What's interesting is how the current discourse underlines an important point about Rowling's oeuvre, which is that her attempts at making her characters mature through exposure to deeper sociopolitical undercurrents are consistently and amazingly clumsy. Most of her created organizations are pale facsimiles of their real-world counterparts, with her moral compass suggesting that she blew through Ethics without paying much attention in class. She's palpably had good intentions, but her looking for digestible shortcuts is exactly what landed her in her currently murky waters. Characters who'd start out ready and willing to clean their society of its systemic ills after a few books spent in-training would be shelved as now-useless adults by the series' end. The Big Bad is vanquished. Everyone, if not everything in Hogwarts depended on Voldemort's existence as some form of motivating impulse.

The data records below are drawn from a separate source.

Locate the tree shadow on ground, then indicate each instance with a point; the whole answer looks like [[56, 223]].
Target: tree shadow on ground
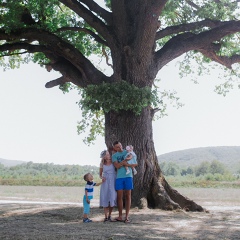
[[52, 222]]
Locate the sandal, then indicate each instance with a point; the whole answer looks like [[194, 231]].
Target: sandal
[[118, 220], [127, 221], [111, 220]]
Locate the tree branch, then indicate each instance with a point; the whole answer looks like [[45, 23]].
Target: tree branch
[[98, 10], [89, 17], [203, 42], [64, 57], [187, 27], [78, 29]]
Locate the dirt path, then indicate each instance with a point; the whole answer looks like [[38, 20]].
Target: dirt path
[[59, 221]]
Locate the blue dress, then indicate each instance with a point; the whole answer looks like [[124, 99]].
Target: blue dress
[[108, 194]]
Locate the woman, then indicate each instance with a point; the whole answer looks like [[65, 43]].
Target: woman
[[108, 194]]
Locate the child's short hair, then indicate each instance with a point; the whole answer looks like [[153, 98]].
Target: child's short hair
[[85, 176]]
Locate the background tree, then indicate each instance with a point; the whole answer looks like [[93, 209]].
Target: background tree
[[137, 38]]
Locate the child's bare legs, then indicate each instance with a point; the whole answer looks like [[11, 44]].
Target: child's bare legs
[[127, 170]]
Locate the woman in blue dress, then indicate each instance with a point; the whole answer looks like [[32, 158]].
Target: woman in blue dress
[[108, 194]]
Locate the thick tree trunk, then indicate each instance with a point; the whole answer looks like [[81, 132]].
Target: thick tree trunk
[[150, 187]]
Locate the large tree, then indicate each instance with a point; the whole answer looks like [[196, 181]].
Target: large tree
[[137, 38]]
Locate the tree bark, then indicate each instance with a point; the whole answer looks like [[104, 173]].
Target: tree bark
[[151, 190]]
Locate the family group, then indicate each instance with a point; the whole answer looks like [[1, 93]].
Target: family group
[[116, 171]]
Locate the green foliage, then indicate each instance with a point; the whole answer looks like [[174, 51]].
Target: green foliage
[[117, 96], [206, 174]]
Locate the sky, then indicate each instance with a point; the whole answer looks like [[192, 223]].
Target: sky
[[40, 125]]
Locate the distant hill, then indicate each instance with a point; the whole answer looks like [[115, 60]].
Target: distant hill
[[10, 163], [229, 156]]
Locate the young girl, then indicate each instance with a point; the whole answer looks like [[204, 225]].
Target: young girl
[[88, 195], [108, 194], [133, 160]]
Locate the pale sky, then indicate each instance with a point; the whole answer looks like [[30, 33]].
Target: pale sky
[[39, 124]]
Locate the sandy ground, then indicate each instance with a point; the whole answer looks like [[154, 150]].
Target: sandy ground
[[64, 221]]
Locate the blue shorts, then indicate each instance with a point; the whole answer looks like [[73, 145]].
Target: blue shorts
[[124, 183], [86, 206]]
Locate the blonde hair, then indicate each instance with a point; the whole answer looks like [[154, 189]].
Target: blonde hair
[[86, 176]]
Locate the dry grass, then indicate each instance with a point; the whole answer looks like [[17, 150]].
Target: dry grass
[[64, 221]]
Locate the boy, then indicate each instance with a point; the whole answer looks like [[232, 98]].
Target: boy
[[89, 187]]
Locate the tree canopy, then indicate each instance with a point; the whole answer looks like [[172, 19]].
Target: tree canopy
[[137, 38]]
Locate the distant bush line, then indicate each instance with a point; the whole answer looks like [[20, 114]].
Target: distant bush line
[[206, 174], [46, 174]]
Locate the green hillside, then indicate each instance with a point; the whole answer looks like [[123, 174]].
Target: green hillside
[[229, 156], [10, 163]]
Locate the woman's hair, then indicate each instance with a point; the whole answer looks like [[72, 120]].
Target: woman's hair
[[103, 153], [85, 176]]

What do you do, once you've killed your campaign's BBEG and want to extend it? You totemize societal ills and tell another group of plucky mercenaries to have at it for the sake of a paycheck. Legacy likely wants to say something about the mistreatment of minority groups, but it's contractually obligated to focus on the mirth and whimsy. Considering, reading too much into the antagonist is a fool's errand.
My more personal take on the game is as follows: Rowling's been burned at the stake of Progressivism and now exists as a specter the reactionary Right flaps about. She goes quiet for a few months and then shambles for a few steps like a zombie, Tweeting inane nonsense that depersonalizes minority groups out of some rampant paranoia of hers. In clearer terms, she isn't worth anyone's time.
Everything Potter is now squarely in the House that Batman and Bugs Bunny built. The golden goose has laid all its eggs and the goose itself is now fallow and barren. Ultimately, you can interpret any product in any way you'd choose and ignore anything that displeases you, but my thinking is that you'd be punching down on a megacorporation that knows enough not to purposefully incense a particular group. If any game was focus-tested to Hell and back, it's certainly Hogwarts Legacy.
Don't buy it if you don't want to, sure, but try and maybe catch a few Let's Play segments. We'll all see for ourselves just how adroitly - or clumsily - one particular goblin's racial hatred and spite could call back to an anti-Jewish trope I've never seen bandied-about outside of tailor-made Fash mouthpieces like The Daily Stormer.